Setelah lulus dari SMP dengan nilai terbaik, Arga mendapatkan beasiswa untuk melanjutkan pendidikan di SMA favorit di Malang. Setiap hari, ia harus berjalan kaki hampir tiga kilometer untuk mencapai sekolahnya. Di sana, ia dikenal sebagai siswa yang rajin dan penuh ambisi.

Kuliah di Universitas Indonesia menjadi mimpi yang akhirnya terwujud berkat beasiswa. Kehidupan di Jakarta memberinya tantangan baru. Ia harus membagi waktu antara kuliah dan bekerja paruh waktu untuk mencukupi kebutuhannya.

"Jakarta keras, tapi aku harus lebih keras," pikirnya setiap kali menghadapi kesulitan.

Setelah lulus dengan predikat cum laude dari jurusan teknik informatika, ia diterima di sebuah perusahaan teknologi besar. Tapi ambisinya tidak berhenti di situ. Dengan tabungan yang minim dan keberanian besar, ia mendirikan Mahendra Corp, sebuah startup kecil yang fokus pada teknologi pendidikan.

Tahun-tahun pertama adalah masa penuh perjuangan. Banyak pintu yang tertutup, banyak ide yang ditolak. Tapi Arga tidak pernah menyerah. Ia belajar dari setiap kegagalan dan terus melangkah maju. Kini, Mahendra Corp adalah salah satu perusahaan teknologi terbesar di Asia, dan Arga adalah pria yang mengendalikan semuanya.
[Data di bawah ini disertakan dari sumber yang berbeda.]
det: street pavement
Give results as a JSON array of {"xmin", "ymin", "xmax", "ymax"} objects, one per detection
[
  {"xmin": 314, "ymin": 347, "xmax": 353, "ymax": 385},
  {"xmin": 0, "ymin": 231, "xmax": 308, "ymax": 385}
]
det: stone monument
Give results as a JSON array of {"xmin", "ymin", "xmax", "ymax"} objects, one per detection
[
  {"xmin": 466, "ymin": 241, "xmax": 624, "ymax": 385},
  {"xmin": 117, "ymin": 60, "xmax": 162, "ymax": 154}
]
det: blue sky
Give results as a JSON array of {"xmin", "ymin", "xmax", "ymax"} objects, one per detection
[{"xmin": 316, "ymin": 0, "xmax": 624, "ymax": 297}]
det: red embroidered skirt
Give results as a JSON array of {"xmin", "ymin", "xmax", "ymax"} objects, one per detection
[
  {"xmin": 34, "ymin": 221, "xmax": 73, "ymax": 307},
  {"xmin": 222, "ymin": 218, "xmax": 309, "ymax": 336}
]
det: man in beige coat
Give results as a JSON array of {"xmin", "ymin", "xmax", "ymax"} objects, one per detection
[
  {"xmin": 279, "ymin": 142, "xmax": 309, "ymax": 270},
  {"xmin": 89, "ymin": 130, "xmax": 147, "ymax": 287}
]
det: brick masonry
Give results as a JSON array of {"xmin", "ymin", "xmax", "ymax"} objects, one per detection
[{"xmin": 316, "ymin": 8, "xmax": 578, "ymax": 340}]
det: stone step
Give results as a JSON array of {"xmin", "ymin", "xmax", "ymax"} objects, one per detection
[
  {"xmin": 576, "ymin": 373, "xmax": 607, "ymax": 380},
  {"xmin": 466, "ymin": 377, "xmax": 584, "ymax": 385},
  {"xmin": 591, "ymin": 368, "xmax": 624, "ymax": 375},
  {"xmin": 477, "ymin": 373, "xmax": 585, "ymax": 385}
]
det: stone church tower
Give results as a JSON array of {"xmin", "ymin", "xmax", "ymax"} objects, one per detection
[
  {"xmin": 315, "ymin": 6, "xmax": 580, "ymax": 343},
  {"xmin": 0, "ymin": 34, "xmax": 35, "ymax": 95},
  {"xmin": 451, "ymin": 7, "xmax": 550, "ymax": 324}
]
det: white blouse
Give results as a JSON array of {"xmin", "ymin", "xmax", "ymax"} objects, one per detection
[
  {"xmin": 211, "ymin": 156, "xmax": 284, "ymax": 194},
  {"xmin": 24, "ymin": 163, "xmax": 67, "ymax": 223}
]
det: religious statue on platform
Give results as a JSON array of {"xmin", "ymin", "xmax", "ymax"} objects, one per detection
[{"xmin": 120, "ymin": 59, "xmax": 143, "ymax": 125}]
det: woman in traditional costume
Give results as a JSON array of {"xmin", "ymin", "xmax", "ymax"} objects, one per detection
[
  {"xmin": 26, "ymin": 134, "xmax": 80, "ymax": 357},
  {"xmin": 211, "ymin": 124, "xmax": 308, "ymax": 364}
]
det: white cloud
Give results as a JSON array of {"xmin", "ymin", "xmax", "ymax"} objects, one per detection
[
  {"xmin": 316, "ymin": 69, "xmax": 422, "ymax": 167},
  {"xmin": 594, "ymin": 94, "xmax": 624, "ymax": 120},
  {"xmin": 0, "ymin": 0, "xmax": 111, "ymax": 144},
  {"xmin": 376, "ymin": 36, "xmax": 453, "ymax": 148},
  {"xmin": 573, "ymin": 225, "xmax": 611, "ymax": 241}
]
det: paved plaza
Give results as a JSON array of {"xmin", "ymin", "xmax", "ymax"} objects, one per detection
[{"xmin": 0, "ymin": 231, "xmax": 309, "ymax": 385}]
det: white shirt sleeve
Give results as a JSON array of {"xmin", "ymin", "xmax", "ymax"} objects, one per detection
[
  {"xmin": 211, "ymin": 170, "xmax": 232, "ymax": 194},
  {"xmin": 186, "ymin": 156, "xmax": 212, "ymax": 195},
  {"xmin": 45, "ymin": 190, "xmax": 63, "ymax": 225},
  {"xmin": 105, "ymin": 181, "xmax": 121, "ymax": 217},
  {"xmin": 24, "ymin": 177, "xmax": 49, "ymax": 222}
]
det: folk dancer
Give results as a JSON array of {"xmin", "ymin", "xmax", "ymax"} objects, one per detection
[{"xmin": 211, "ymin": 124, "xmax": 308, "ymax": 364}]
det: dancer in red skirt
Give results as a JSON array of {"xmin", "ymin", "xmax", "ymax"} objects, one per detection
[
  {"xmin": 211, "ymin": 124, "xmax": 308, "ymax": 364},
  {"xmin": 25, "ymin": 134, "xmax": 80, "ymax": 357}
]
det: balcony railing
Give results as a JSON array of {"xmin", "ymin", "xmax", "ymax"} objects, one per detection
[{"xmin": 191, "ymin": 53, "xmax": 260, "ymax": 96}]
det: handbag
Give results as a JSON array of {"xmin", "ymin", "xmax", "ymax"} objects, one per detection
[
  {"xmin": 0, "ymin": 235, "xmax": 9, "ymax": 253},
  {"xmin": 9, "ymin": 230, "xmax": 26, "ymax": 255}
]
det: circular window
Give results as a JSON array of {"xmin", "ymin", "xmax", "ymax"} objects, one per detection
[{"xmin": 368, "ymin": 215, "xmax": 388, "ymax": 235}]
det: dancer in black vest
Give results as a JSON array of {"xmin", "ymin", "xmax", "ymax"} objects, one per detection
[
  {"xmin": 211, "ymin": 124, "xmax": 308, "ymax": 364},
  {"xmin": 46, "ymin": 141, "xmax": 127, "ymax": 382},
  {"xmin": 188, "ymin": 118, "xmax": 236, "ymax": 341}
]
Namun, di balik segala kesuksesan itu, Arga masih menyimpan kenangan tentang rumah kecil di Malang, tentang ibunya yang bekerja keras, dan tentang janji yang pernah ia buat pada dirinya sendiri: untuk tidak pernah kembali ke kehidupan yang dulu.

Akhir Chapter 1

Kehidupan Arga Mahendra adalah perpaduan antara perjuangan dan ambisi. Dari desa kecil di Malang hingga puncak kekuasaan di Jakarta, ia telah membuktikan bahwa mimpi besar bisa diraih. Namun, seperti kota yang ia pandangi setiap hari, hidupnya penuh dengan hiruk-pikuk dan kegelisahan yang tak pernah benar-benar hilang.